Letter to the Editor response to "Fly-in, Fly-out hookers" The West Australian, 5 May 07
That sex workers are working in WA mining towns (Fly-in, fly-out hookers join NW boom times, 1/1) as they have done for more than a century, is hardly newsworthy. Nor is it particularly newsworthy that single miners, unable to sustain a relationship while working away from home, might visit sex workers during their time off. Aside from providing The West with the opportunity to use the word "hooker" in the title, the motivation behind this article about nothing is a mystery to me.
The only focus appears to be the number of miners a sex worker sees in a day, with anti-sex work campaigner Linda Watson pointing out how much stress that puts on sex workers’ bodies. (I must have missed the part lamenting the strain that mining work places on the bodies of their clients). These comments seek only to reinforce the notion that sex work is different to other forms of labour, based on the assumption that sex itself is inherently "bad". Thus the more clients a sex worker sees in a day, the more abhorrent her situation becomes.

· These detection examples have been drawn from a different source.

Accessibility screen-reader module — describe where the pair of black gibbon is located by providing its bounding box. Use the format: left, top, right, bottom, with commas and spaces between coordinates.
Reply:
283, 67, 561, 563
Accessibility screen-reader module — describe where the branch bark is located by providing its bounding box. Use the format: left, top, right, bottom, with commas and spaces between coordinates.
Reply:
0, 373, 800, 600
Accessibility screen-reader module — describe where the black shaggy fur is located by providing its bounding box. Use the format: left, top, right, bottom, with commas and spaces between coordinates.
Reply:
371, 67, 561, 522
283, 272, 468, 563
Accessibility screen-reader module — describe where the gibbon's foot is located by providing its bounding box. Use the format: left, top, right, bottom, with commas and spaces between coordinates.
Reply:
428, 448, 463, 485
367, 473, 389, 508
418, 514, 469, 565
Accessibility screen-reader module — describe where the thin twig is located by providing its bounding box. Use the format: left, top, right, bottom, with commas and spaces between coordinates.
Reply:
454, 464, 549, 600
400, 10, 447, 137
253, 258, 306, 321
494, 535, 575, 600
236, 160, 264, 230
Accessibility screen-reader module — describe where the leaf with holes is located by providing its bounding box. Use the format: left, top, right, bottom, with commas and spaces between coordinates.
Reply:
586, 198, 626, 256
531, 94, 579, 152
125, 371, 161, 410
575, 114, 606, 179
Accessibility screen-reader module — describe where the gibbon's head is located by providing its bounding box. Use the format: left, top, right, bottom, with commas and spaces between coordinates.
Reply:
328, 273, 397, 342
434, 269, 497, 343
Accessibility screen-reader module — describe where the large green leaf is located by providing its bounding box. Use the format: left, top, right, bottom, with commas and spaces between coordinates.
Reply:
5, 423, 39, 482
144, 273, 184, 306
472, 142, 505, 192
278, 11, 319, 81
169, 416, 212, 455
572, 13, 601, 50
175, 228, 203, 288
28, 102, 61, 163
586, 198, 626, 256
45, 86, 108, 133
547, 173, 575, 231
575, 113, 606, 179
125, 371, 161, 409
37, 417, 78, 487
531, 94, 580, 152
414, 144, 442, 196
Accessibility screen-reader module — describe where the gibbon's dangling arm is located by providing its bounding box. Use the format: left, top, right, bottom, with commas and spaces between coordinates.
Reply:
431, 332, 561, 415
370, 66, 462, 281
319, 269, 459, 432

Well, here’s another not-so-newsworthy newsflash for your readers – sex workers, by definition, have sex for a living and the more clients they see, the more money they make. We would not pity a hairdresser or salesman who manages to secure 12 paying customers a day.
Can we expect a future article about the retail outlets, publicans, landlords, and of course the ATO, who are also lining their pockets with proceeds from the resources boom? I won't hold my breath. "Fly-in, fly-out workboot salesmen join NW boom times" doesn't have quite the same ring to it, does it.